Fa un certo effetto per me andare a ripescare una conversazione intervenuta qualche anno fa sul Messenger di Facebook con Shawn Smith. A giudicare dalle foto e dai post che lasciava sui social non se la passava benissimo, non si vergognava di mostrare le difficoltà di un musicista rimasto ai margini, nonostante la straordinaria voce dotata di preziose inflessioni soul, un unicum all'interno della scena di Seattle. Shawn avrebbe meritato maggiore popolarità, anche se lui stesso non avrebbe apprezzato l'effetto trascinamento legato al fenomeno grunge.

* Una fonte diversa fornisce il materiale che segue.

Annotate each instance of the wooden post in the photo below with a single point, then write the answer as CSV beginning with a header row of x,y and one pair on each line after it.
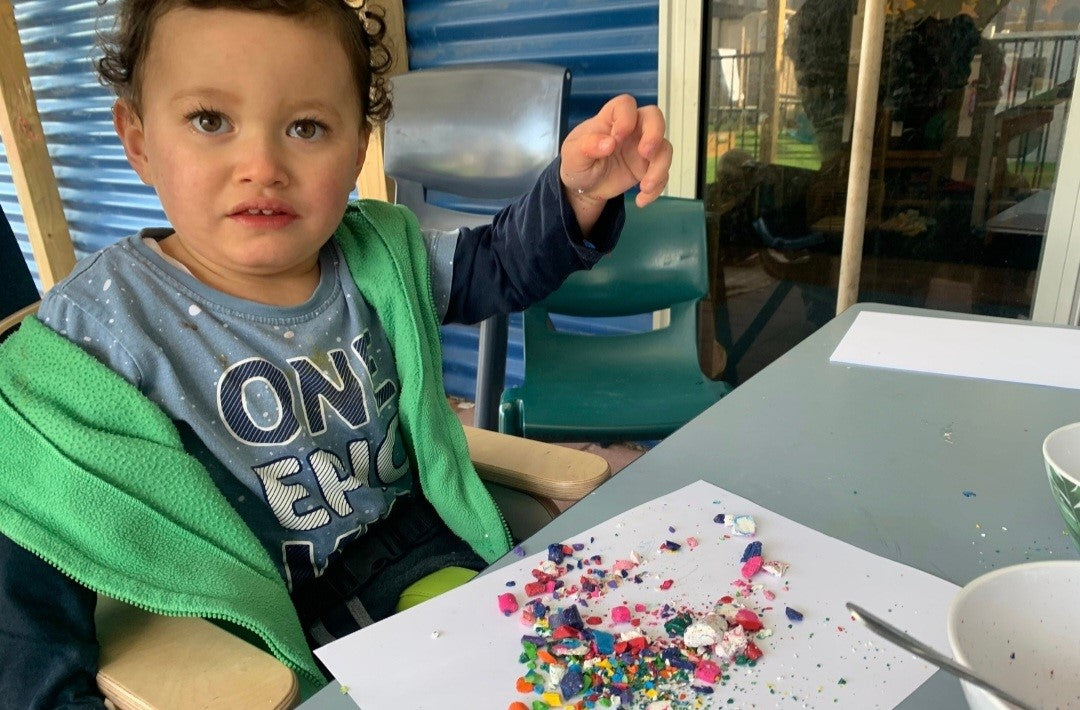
x,y
862,148
771,66
30,166
373,182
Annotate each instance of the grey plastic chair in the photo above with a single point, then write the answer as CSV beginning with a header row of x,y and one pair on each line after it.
x,y
462,143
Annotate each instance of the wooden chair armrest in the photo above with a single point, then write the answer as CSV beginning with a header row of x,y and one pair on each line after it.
x,y
535,467
148,660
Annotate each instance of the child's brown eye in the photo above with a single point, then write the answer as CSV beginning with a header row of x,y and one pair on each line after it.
x,y
307,130
208,122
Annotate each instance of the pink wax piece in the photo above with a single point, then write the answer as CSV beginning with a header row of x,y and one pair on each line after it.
x,y
706,671
508,603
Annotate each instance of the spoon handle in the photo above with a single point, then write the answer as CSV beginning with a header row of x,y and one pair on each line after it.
x,y
908,642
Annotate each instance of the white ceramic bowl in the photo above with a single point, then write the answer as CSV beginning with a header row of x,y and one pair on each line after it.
x,y
1020,628
1061,451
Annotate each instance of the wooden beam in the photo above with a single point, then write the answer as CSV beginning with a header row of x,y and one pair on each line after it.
x,y
862,148
771,68
30,166
373,182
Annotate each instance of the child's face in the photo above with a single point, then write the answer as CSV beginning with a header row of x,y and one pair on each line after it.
x,y
251,133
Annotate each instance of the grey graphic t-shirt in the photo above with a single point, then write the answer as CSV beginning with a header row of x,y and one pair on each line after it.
x,y
294,411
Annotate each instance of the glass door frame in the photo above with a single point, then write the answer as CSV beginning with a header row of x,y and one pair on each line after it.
x,y
1057,290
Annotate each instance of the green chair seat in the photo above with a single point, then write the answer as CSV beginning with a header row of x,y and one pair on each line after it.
x,y
580,387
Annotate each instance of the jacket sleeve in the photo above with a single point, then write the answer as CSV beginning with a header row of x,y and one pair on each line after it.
x,y
48,642
526,252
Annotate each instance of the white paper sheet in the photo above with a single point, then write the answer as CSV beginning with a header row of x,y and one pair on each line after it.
x,y
1014,352
825,660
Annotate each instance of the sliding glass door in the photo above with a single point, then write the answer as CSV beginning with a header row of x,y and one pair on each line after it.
x,y
968,146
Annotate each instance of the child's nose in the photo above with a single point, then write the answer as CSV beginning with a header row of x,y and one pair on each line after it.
x,y
261,162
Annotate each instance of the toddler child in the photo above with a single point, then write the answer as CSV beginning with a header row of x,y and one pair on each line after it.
x,y
241,416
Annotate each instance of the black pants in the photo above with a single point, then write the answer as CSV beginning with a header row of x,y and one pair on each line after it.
x,y
375,568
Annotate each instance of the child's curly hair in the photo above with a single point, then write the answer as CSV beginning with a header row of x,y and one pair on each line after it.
x,y
363,38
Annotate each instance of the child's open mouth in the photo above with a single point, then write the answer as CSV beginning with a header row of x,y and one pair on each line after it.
x,y
264,217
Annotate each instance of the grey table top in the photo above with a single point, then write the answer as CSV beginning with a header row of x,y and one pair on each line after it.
x,y
877,458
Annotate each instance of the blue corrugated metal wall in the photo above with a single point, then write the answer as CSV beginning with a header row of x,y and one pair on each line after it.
x,y
103,198
609,45
610,48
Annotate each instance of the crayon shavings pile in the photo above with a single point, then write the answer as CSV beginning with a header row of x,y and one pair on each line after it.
x,y
588,647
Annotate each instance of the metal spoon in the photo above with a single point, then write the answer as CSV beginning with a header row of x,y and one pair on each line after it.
x,y
908,642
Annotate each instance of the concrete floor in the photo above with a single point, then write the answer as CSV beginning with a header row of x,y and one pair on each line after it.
x,y
618,455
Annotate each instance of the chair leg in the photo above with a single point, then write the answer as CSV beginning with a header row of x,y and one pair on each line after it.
x,y
490,371
510,418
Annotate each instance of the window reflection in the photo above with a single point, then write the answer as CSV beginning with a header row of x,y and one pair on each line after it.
x,y
968,138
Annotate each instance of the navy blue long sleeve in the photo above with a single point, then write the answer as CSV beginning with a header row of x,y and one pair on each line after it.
x,y
48,643
526,252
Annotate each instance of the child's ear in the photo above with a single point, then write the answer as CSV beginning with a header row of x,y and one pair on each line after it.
x,y
129,126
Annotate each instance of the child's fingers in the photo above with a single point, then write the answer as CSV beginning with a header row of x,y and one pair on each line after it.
x,y
651,124
656,176
620,114
582,150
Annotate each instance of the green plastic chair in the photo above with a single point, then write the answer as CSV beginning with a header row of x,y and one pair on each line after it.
x,y
638,386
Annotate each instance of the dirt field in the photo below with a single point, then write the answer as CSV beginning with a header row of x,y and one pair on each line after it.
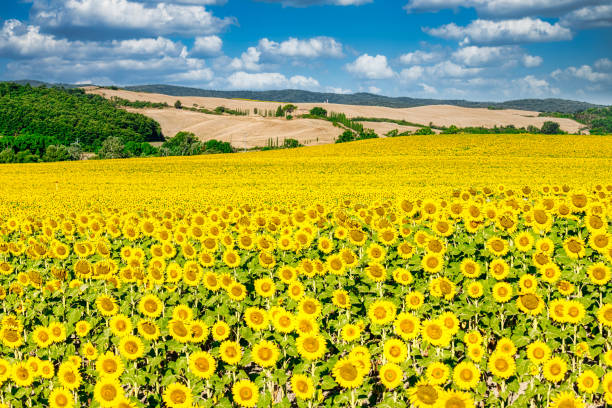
x,y
255,130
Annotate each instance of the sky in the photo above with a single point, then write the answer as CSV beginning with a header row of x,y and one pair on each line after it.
x,y
482,50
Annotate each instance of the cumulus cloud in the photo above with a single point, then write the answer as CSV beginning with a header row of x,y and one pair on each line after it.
x,y
307,48
503,32
125,15
420,57
589,17
269,80
306,3
208,45
504,8
367,66
249,60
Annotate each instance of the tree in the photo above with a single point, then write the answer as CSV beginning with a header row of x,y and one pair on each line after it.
x,y
112,148
318,111
551,128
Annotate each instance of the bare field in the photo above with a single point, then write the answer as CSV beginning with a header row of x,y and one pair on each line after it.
x,y
255,130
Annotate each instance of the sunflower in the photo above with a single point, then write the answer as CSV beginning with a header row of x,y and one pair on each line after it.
x,y
347,374
499,269
22,375
220,331
437,373
108,392
434,332
414,300
341,299
425,395
42,337
599,273
69,376
588,382
528,283
506,346
501,365
245,393
391,375
265,353
311,346
256,318
382,312
575,311
574,247
407,326
470,268
395,351
283,321
177,395
566,399
554,369
530,303
466,375
524,241
432,262
502,292
302,386
497,246
237,291
350,332
131,347
230,352
550,272
148,329
120,325
150,306
538,352
109,365
202,364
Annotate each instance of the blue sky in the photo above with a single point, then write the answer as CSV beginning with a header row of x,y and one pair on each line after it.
x,y
442,49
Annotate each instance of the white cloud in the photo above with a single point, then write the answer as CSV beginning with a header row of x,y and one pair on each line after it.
x,y
503,8
249,60
428,88
308,48
412,73
530,86
269,80
420,57
603,64
532,61
159,18
587,17
20,40
306,3
370,67
209,45
503,32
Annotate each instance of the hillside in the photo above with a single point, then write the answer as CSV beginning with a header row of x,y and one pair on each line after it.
x,y
297,96
64,116
248,131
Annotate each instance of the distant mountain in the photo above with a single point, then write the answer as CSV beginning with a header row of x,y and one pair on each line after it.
x,y
296,96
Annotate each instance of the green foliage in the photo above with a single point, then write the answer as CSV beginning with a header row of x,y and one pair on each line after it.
x,y
551,128
69,115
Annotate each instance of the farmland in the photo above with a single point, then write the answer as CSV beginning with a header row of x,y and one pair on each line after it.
x,y
436,271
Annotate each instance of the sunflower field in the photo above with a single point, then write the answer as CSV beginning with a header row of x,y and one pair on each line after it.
x,y
363,274
498,297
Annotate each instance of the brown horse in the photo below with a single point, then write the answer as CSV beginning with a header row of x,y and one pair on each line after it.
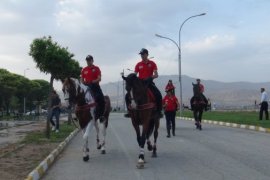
x,y
143,113
81,97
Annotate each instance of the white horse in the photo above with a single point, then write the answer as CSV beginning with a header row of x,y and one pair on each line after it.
x,y
80,96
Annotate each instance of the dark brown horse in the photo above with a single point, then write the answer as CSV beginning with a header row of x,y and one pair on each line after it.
x,y
197,106
143,113
81,97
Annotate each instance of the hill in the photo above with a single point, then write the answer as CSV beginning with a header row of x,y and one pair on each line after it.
x,y
222,94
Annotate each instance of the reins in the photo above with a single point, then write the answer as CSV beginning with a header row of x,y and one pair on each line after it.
x,y
143,107
85,107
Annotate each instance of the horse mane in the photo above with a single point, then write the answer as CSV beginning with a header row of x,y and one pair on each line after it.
x,y
138,87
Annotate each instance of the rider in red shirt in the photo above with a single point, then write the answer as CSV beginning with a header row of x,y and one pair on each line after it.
x,y
170,105
170,86
147,71
91,76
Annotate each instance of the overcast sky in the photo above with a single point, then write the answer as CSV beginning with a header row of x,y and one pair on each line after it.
x,y
230,43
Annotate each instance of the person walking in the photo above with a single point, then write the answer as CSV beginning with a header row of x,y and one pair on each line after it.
x,y
55,111
202,91
170,105
147,71
91,76
264,105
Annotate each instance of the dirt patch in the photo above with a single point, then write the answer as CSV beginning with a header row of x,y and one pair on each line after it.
x,y
17,164
17,160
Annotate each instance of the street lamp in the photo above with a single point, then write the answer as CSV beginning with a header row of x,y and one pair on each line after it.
x,y
122,74
24,95
179,54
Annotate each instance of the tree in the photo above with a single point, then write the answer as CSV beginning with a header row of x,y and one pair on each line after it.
x,y
53,59
7,87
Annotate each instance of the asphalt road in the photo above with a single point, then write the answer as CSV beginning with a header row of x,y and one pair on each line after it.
x,y
215,153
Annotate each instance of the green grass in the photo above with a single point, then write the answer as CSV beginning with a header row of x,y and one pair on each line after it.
x,y
40,137
243,117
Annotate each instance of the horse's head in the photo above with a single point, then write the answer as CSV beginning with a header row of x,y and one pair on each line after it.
x,y
137,87
72,89
131,80
196,89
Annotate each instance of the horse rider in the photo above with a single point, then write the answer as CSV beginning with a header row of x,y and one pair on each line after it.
x,y
91,76
201,86
170,86
147,71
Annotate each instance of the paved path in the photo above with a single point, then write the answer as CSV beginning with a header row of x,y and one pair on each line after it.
x,y
216,153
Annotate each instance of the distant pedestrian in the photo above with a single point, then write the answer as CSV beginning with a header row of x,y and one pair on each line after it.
x,y
55,111
264,104
170,105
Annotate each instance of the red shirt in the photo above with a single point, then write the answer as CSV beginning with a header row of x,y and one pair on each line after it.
x,y
171,102
169,86
145,69
90,73
201,88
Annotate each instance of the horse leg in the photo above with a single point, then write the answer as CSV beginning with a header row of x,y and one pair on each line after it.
x,y
97,137
88,129
154,154
148,135
200,119
85,148
141,160
195,118
103,151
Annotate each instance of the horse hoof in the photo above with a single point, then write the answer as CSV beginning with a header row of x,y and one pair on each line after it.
x,y
140,165
149,147
154,155
86,158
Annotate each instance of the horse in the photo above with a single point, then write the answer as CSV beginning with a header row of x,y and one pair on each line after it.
x,y
81,97
197,106
143,113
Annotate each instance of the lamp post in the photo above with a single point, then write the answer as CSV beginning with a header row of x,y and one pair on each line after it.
x,y
122,74
179,55
24,95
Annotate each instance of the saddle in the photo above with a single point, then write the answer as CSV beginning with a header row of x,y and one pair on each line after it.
x,y
149,105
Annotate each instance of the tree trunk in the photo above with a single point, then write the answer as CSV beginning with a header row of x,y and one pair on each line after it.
x,y
49,108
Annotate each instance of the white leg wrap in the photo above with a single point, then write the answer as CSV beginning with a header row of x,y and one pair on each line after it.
x,y
88,129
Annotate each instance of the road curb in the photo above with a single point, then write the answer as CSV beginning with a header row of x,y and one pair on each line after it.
x,y
234,125
40,170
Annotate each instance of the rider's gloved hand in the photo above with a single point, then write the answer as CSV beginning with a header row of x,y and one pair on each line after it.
x,y
148,80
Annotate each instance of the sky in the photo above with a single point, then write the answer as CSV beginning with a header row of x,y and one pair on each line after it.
x,y
230,43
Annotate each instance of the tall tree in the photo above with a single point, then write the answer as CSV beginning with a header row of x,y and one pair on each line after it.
x,y
52,59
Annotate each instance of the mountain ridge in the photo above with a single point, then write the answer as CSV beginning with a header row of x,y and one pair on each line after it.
x,y
222,94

Ebbene, in quelle poche righe fissavamo la sua disponibilità a rilasciare un'intervista per OndaRock; seguirono pochi giorni più tardi una lunga sfilza di domande e curiosità ("they sounds cool", mi scrisse…) alle quali – immaginavo – Shawn avrebbe risposto più che volentieri. Trascorsero settimane ma, nonostante un paio di mie sollecitazioni, seguite puntualmente dalle sue rassicurazioni, le risposte in realtà non arrivarono mai. Arrivò invece, la mattina del 3 aprile del 2019, la disgraziata notizia della sua scomparsa.
I Brad furono il suo progetto più importante (insieme ai Satchel) e duraturo, nobilitato dalla presenza di Stone Gossard, membro fondatore dei Pearl Jam, e ancor prima di Green River, Mother Love Bone e Temple Of The Dog, una leggenda del Seattle Sound. Della partita furono anche il batterista Regan Hagar, già nei Malfunkshun accanto al compianto Andrew Wood, e il bassista Jeremy Toback, sostituito poi da Keith Lowe. Nell'arco di vent'anni il quartetto realizzò cinque album, tutti di buon livello, divenendo qualcosa di più che un side project.
Qualcuno ebbe anche l'occasione di vederli suonare in Italia, nel febbraio del 2013, grazie a due serate organizzate ai Magazzini Generali di Milano e al Viper di Firenze. L'improvvisa dipartita di Smith ha posto la parola fine all'esperienza Brad, ma da qualche mese i quattro musicisti stavano lavorando a nuovo materiale, completato dai tre superstiti – più alcuni contributi di Barrett Jones al piano e Hans Teuber a fiati e tastiere - utilizzando le linee vocali già registrate da Shawn. Dieci canzoni in tutto, che rappresentano il testamento della formazione americana, in forma strepitosa come ai tempi migliori.
C'è tanta energia, dentro "In The Moment That You're Born", disco che contiene alcuni fra i brani più energici mai incisi dal gruppo, a iniziare dalla proto-punk "Stars n You" (cover dei Malfunkshun, band seminale del circuito di Seattle negli anni Ottanta) per proseguire con l'appuntita "Hey Now What's The Problem".
La parte centrale del lavoro è la più morbida, con la doppietta "Meadow In Autumn"-"Take Me Back Home" dove il piano guadagna il centro della scena, come accade anche nella lunare ballad conclusiva "Simple Subtraction".
In certi frangenti di "I'm Diggin You" la voce di Smith si approssima a quella del primo Vedder, ma più che le ben note capacità vocali di Shawn (e una sezione ritmica impeccabile), a emergere è la chitarra di Stone Gossard: probabile che da anni non si divertisse tanto, e non si sentisse tanto protagonista nell'economia di un disco. Bastino le prime due tracce in scaletta (la title track e la successiva "Pieces Of The Sky In My Head") per percepire quanto determinante ed efficace sia il suo contributo.
A svettare con imperiosità è però "Straight To The Hoop", brano di grande perizia ed eleganza, fra i migliori mai composti dalla band, il midtempo che i Counting Crows continuano a sognare di scrivere. Un gran colpo, proprio al fotofinish, quando neppure il fan più integerrimo se lo poteva aspettare, a rendere ancor più pregiato quest'ultimo capitolo della storia.